Contributions of any kind by you are always welcome!

Approach:

We establish certain data pipelines of certain data providers with linked metadata and complement it, by combining it with other sources. For the unhide project this data is annotated in schema.org semantics and serialized mainly in JSON-LD.

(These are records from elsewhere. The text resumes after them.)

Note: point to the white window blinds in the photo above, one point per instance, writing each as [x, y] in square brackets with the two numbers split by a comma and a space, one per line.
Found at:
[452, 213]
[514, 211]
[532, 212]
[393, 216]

Data pipelines contain code to execute harvesting from a local to a global level. They are exposed through a cmdline interface (cli) and thus easily integrated in a cron job and can therefore be used to stream data on a time interval bases into some data eco system

Data harvester pipelines so far:

  • gitlab pipeline: harvest all public projects in Helmholtz gitlab instances and extracts and complements codemeta.jsonld files. (todo: extend to github)
  • sitemap pipeline: extract JSON-LD metadata a data provider over its sitemap, which contains links to the data entries and when they have been last updated
  • oai pmh pipeline: extract metadata over oai-pmh endpoints from a data provider. it contains a list of entries and when they where last updated. This pipeline uses a converter from dublin core to schema.org, since many providers provide just dublin core so far.
  • datacite pipeline: extract JSON-LD metadata from datacite.org connected to a given organization identifier.
  • schoolix pipeline (todo): Extract links and related resources for a list of given PIDs of any kind

Besides the harvesters there are aggregators which allow one to specify how linked data should be processed while tracking the provenance of the processing in a reversible way. This is done by storing graph updates, so called patches, for each subgraph. These updates can also be then applied directly to a graph database. Processes changes can be provided as SPARQL updates or through python function with a specific interface.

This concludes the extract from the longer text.